Notes de bas de pages

  • 1.
    Cass. 2e civ., 8 juill. 2004, n° 02-14854 ; Bull. civ. II, n° 393.
  • 2.
    Cass. 2e civ., 4 févr. 1982, n° 80-17139.
  • 3.
    Cass. req., 27 nov. 1911 : S. 1915, 1, p. 113.
  • 4.
    Cass. 2e civ., 19 juin 2003, n° 00-22302 : Bull. civ.
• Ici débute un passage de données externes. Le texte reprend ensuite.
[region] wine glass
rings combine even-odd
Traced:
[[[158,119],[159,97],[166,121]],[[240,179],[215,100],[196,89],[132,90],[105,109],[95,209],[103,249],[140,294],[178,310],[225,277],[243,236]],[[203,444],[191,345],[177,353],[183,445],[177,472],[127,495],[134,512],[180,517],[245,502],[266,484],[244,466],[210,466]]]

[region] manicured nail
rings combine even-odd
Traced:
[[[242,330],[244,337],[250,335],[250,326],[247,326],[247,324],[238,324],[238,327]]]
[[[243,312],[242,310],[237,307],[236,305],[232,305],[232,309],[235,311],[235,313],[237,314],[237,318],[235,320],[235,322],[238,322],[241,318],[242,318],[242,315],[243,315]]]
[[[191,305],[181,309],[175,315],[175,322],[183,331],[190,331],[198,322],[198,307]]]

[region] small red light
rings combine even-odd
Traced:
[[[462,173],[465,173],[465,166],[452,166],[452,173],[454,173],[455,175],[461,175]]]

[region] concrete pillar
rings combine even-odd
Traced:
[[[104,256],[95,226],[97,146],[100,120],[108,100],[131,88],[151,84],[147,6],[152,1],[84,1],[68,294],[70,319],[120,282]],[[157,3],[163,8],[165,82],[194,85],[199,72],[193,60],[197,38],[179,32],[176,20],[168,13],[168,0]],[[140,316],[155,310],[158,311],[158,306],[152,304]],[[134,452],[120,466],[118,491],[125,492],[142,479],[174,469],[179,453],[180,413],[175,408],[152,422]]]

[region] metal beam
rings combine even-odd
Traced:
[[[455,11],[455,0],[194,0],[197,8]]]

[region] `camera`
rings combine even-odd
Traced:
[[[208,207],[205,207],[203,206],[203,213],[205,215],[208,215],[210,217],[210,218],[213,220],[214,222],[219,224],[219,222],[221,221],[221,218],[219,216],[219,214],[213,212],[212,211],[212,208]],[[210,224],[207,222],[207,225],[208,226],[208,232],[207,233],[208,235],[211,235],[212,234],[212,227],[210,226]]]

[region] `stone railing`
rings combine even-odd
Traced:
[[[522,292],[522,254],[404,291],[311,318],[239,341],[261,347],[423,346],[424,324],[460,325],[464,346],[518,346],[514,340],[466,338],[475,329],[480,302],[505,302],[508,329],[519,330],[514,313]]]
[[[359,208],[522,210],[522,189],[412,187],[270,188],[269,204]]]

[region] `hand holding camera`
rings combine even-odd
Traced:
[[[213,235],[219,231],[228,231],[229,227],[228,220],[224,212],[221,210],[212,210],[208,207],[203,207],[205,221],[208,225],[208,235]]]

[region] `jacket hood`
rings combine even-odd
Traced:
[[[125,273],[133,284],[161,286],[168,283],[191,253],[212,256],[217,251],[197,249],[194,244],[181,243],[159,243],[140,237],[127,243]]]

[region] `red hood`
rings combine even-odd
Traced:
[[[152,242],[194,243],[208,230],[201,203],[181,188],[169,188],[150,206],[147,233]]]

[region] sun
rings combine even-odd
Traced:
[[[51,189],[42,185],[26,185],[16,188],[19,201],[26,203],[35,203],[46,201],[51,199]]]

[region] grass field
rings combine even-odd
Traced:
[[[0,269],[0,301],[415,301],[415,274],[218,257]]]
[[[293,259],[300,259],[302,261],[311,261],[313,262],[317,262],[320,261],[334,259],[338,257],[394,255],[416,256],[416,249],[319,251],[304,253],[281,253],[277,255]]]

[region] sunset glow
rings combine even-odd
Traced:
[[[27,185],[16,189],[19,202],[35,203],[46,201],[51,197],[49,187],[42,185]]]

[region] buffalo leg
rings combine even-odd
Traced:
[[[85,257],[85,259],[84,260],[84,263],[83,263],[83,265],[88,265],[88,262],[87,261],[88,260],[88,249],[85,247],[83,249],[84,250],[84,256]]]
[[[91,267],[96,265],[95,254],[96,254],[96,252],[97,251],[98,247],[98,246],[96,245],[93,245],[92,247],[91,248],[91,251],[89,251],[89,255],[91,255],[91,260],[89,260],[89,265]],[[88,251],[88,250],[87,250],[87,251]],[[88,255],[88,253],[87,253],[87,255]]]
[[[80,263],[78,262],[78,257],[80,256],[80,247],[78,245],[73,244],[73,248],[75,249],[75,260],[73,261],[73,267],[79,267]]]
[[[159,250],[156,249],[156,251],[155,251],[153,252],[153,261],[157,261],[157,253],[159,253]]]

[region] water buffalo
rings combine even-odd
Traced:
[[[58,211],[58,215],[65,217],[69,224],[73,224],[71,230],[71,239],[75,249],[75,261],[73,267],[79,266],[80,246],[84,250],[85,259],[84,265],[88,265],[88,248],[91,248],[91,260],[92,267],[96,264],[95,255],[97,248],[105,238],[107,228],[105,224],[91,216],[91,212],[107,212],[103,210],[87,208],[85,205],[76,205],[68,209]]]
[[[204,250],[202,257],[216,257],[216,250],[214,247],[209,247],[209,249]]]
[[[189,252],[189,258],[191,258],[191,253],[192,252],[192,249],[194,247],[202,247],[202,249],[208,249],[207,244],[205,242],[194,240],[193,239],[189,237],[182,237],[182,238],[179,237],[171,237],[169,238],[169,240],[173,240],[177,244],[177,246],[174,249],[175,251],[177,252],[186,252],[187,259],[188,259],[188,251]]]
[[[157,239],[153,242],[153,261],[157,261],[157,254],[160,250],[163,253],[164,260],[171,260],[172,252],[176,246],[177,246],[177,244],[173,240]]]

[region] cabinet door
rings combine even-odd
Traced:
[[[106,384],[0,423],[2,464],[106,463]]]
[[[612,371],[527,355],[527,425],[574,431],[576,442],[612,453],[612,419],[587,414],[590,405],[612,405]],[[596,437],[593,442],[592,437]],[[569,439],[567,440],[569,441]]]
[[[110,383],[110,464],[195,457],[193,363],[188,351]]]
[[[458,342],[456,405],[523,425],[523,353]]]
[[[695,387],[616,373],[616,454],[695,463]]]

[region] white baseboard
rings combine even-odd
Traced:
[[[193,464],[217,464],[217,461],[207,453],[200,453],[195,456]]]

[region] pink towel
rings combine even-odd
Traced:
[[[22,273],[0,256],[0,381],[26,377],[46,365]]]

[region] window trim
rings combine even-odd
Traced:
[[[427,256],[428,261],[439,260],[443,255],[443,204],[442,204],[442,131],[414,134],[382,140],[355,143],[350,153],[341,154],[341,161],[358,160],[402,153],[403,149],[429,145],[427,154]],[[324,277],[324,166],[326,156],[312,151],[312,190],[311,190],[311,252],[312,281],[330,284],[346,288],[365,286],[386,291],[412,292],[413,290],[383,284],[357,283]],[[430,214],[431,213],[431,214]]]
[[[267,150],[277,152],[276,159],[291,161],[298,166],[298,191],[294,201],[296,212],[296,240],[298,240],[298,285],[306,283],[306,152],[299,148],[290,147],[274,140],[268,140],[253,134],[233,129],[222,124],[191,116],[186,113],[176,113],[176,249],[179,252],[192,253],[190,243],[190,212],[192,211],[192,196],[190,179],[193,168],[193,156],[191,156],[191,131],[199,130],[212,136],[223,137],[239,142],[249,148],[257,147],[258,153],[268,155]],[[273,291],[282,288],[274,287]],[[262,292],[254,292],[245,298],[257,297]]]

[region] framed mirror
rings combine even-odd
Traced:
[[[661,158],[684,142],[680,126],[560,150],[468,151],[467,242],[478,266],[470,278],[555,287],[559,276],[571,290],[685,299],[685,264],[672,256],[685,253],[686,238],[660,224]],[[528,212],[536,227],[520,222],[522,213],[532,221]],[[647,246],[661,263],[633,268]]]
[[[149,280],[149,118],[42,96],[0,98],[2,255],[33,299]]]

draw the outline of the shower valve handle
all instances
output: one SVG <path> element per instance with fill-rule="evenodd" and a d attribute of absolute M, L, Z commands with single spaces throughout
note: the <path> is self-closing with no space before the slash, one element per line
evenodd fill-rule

II, n° 203 – Cass. 3e civ., 10 juill. 2013, n° 12-13851. Même solution à propos des accidents de la circulation : Cass. 2e civ., 26 mars 2015, n° 14-16011.
  • 5.
    Cass. 1re civ., 3 mai 2006, n° 05-10411 : Bull. civ. I, n° 214. Le refus d’une personne, victime d’une infection nosocomiale dont un établissement de santé a été reconnu responsable, de se soumettre à des traitements médicaux qui ne peuvent être pratiqués sans son consentement, ne peut entraîner la perte ou la diminution de son droit à indemnisation de l’intégralité des préjudices résultant de l’infection, Cass. 1re civ., 15 janv. 2015, n° 13-21180 ; v. aussi : Cass. crim., 27 sept. 2016, n° 15-83309.
  • 6.
    Cass. crim., 18 janv. 1940 : DH 1940, p. 102.
  • 7.
    Si, toutefois, la victime a procédé à des travaux de réparation avant la décision du juge, l’évaluation sera réalisée au jour de la réalisation des travaux, la victime pouvant alors obtenir, en plus, des intérêts sur la somme en question.
  • 8.
    Cass. 3e civ., 7 sept. 2017, n° 16-15257.
  • 9.
    Cass. 2e civ., 5 juill. 2001, n° 99-18712 : Bull. civ. II, n° 135.
  • 10.
    Cass. 2e civ., 14 janv. 1999, n° 96-17562 : Bull. civ. II, n° 14.
  • 11.
    Cass. 2e civ., 7 déc. 1978, n° 77-12013 : Bull. civ. II, n° 269 – Cass. crim., 22 sept. 2009, n° 08-88181 : Bull. crim., n° 157.
  • 12.
    TGI Créteil, 26 mai 1981 : JCP G 1982, II 19745.